When Your Friends Have Money but You Don’t  - Concours
http://www.mint.com/blog/trends/rich-friends-09032010/
======
runT1ME
You know, it's not that I have friends who make a lot more money than I do,
it's the fact that I have friends with significantly different _spending
habits_.

We can both afford a nice restaurant out with our girlfriends, however, to me
it's ridiculous to pay a 150% markup on a bottle of wine, meanwhile, my friend
has ordered the hundred dollar appetizer and the bottle of Opus One. Of course
when the bill comes, "It's simpler to just split it even..."

 _sigh_

He makes more money than I do, but carries a lot more credit card debt than I
do too. I'm sure if we hung out more, I'd be in debt too...

------
gamble
Do you friends actually make more, or do you just _think_ they do based on an
opulent lifestyle? People see the trappings of wealth, but not the debt.
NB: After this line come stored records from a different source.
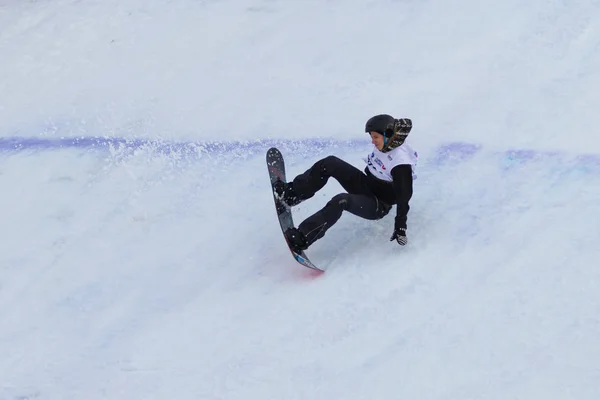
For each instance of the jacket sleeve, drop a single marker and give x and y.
(402, 182)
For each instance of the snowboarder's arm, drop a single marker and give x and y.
(402, 182)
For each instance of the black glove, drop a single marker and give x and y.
(400, 236)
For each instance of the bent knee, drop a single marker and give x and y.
(341, 200)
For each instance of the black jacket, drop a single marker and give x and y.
(398, 192)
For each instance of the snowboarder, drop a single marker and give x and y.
(386, 180)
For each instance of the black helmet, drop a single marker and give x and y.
(393, 130)
(382, 123)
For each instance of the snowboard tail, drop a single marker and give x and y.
(276, 168)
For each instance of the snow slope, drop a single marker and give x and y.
(140, 254)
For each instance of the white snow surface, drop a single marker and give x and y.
(151, 265)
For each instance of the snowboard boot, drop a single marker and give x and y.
(285, 193)
(296, 240)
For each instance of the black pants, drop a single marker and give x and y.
(359, 199)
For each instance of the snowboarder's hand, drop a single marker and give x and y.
(399, 236)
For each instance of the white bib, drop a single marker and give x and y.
(381, 164)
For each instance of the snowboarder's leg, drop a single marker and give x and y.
(315, 226)
(305, 185)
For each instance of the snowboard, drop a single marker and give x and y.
(276, 168)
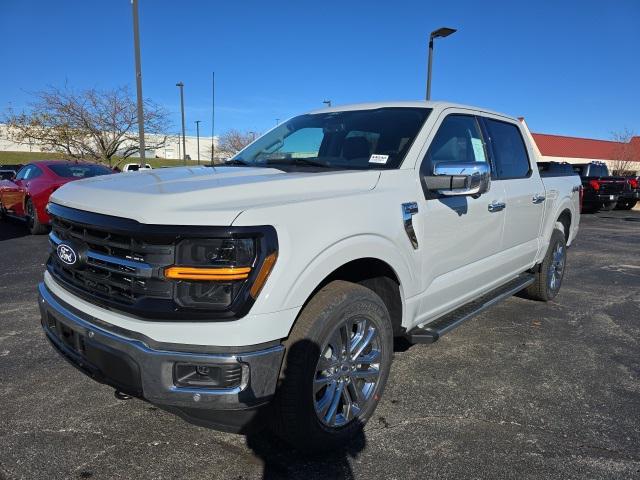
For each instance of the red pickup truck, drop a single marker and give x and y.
(26, 195)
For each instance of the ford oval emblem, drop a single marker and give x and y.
(67, 254)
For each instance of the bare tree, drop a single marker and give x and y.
(231, 142)
(95, 124)
(626, 157)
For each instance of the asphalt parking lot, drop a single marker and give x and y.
(526, 390)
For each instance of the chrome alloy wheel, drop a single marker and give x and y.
(347, 372)
(556, 269)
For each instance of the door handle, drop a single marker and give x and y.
(497, 206)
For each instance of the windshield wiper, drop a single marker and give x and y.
(298, 161)
(237, 161)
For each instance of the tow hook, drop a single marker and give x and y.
(121, 396)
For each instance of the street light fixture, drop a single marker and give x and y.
(136, 49)
(440, 33)
(197, 122)
(180, 85)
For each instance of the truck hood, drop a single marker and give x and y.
(203, 195)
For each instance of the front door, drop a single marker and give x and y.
(461, 235)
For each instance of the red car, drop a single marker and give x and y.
(26, 195)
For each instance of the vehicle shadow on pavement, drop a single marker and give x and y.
(281, 460)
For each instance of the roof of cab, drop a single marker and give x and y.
(440, 105)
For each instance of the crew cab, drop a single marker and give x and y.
(269, 290)
(25, 194)
(630, 194)
(601, 190)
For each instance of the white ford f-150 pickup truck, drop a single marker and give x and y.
(270, 289)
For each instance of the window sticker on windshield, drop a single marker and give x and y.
(375, 158)
(478, 150)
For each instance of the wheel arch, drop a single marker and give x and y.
(369, 260)
(377, 275)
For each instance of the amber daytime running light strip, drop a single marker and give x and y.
(196, 273)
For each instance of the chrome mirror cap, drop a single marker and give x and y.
(456, 178)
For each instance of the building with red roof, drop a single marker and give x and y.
(560, 148)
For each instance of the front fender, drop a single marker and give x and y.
(343, 252)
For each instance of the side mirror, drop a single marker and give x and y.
(459, 178)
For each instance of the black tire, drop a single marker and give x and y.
(607, 207)
(626, 205)
(33, 223)
(295, 417)
(543, 288)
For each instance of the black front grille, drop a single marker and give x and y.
(121, 263)
(117, 268)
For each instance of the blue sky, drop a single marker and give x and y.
(569, 67)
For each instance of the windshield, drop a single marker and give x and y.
(79, 171)
(358, 139)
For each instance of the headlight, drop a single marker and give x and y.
(217, 252)
(213, 273)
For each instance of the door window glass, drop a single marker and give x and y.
(24, 171)
(511, 158)
(458, 140)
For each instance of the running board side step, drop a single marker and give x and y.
(434, 330)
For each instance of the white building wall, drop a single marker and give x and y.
(172, 150)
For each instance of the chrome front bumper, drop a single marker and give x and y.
(132, 366)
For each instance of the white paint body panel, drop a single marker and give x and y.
(326, 219)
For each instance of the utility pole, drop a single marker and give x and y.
(180, 85)
(440, 33)
(213, 117)
(136, 49)
(198, 138)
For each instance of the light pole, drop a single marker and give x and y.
(136, 49)
(440, 33)
(198, 138)
(213, 117)
(180, 85)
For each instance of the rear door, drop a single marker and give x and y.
(462, 234)
(524, 191)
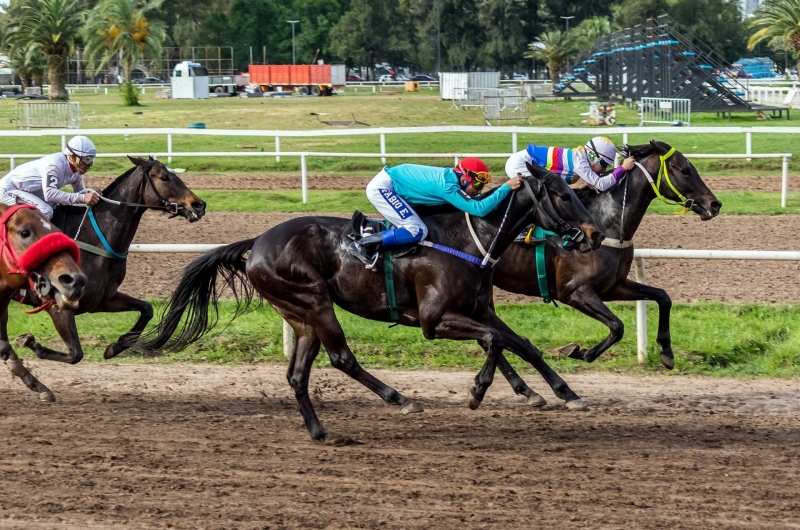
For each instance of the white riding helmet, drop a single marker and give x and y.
(81, 146)
(601, 148)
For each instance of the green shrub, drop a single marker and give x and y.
(129, 94)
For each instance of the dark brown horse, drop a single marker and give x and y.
(35, 256)
(148, 185)
(302, 268)
(586, 281)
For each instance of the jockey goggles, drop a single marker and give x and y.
(86, 160)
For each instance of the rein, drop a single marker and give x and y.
(33, 256)
(108, 252)
(663, 172)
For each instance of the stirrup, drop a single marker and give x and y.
(361, 253)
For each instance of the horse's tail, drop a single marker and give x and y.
(197, 293)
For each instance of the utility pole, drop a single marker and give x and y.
(293, 22)
(567, 19)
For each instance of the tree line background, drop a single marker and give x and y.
(460, 34)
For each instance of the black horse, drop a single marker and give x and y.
(585, 281)
(148, 185)
(302, 268)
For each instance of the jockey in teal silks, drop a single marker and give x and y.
(391, 191)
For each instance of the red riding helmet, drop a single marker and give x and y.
(474, 170)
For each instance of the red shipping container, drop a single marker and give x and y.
(280, 75)
(260, 74)
(321, 74)
(301, 75)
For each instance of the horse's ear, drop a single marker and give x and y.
(141, 162)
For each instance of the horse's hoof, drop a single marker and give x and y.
(571, 350)
(474, 402)
(337, 440)
(536, 400)
(576, 404)
(412, 407)
(111, 351)
(667, 361)
(26, 341)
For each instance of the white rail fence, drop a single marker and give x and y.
(383, 133)
(639, 254)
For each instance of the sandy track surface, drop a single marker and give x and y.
(685, 280)
(179, 446)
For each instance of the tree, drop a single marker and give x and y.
(50, 28)
(120, 30)
(553, 47)
(779, 24)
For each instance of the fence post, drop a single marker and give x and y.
(288, 340)
(784, 180)
(748, 144)
(304, 177)
(641, 315)
(169, 148)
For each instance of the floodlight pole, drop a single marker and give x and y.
(293, 22)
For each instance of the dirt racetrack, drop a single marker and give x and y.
(179, 446)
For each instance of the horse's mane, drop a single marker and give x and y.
(428, 211)
(117, 182)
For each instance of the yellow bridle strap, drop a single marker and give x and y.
(662, 171)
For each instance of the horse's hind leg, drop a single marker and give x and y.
(519, 386)
(330, 332)
(306, 350)
(120, 303)
(587, 302)
(14, 363)
(64, 322)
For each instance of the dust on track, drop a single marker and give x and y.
(188, 446)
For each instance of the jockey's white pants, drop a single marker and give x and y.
(14, 196)
(380, 192)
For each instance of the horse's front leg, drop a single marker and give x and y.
(14, 363)
(628, 290)
(119, 303)
(64, 322)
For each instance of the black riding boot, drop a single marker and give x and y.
(366, 249)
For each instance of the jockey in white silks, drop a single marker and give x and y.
(39, 182)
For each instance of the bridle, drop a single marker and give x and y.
(39, 250)
(687, 204)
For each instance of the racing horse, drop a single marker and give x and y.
(35, 256)
(302, 268)
(104, 239)
(585, 281)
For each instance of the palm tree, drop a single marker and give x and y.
(554, 47)
(779, 21)
(49, 28)
(120, 30)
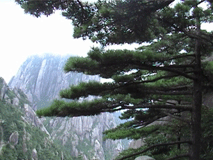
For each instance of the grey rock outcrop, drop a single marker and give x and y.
(19, 128)
(41, 78)
(13, 139)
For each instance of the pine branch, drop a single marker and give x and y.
(179, 156)
(151, 147)
(183, 107)
(150, 67)
(178, 118)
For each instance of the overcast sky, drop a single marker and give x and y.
(22, 35)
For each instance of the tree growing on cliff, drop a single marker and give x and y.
(166, 78)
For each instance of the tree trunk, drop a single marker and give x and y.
(197, 101)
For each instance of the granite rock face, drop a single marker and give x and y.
(41, 78)
(20, 128)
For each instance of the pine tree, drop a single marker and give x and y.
(165, 78)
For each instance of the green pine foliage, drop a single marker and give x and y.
(165, 78)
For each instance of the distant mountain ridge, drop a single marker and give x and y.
(22, 134)
(41, 78)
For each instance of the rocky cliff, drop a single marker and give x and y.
(41, 78)
(22, 134)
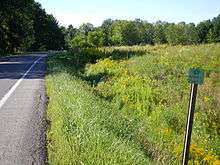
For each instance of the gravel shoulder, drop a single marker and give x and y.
(23, 116)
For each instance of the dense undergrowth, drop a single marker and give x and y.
(128, 105)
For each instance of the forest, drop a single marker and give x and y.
(25, 26)
(118, 93)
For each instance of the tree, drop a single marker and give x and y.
(16, 27)
(160, 32)
(86, 28)
(107, 30)
(191, 34)
(96, 38)
(203, 29)
(79, 40)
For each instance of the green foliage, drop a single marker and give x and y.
(139, 32)
(25, 26)
(141, 100)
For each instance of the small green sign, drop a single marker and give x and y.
(196, 76)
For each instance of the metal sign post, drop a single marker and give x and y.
(196, 77)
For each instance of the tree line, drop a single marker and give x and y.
(139, 32)
(25, 26)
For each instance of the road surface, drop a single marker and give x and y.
(22, 110)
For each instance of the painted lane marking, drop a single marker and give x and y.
(10, 92)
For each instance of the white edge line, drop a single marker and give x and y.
(7, 95)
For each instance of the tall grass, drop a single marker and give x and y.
(137, 97)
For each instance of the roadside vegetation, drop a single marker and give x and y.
(128, 105)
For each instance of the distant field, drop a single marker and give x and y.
(128, 105)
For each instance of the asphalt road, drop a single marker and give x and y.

They
assume everyone else is at least as responsible with money, because no one
ever mentions the crippling credit card debt, student loans, and mortgage that
are eating their friends alive.

------
dotBen
_Jaded by the fact that all articles on Mint Blog are simply written as
linkbait to get you to push visitors to their service_ , I would suggest that
this post is a 'poor mans' _(no pun intended)_ version of Rich Dad, Poor Dad
([http://www.amazon.com/Rich-Dad-Poor-Money-That-
ebook/dp/B000...](http://www.amazon.com/Rich-Dad-Poor-Money-That-
ebook/dp/B000FA5QEK/24781-20)).

If this advice interests you, check that book out for sure.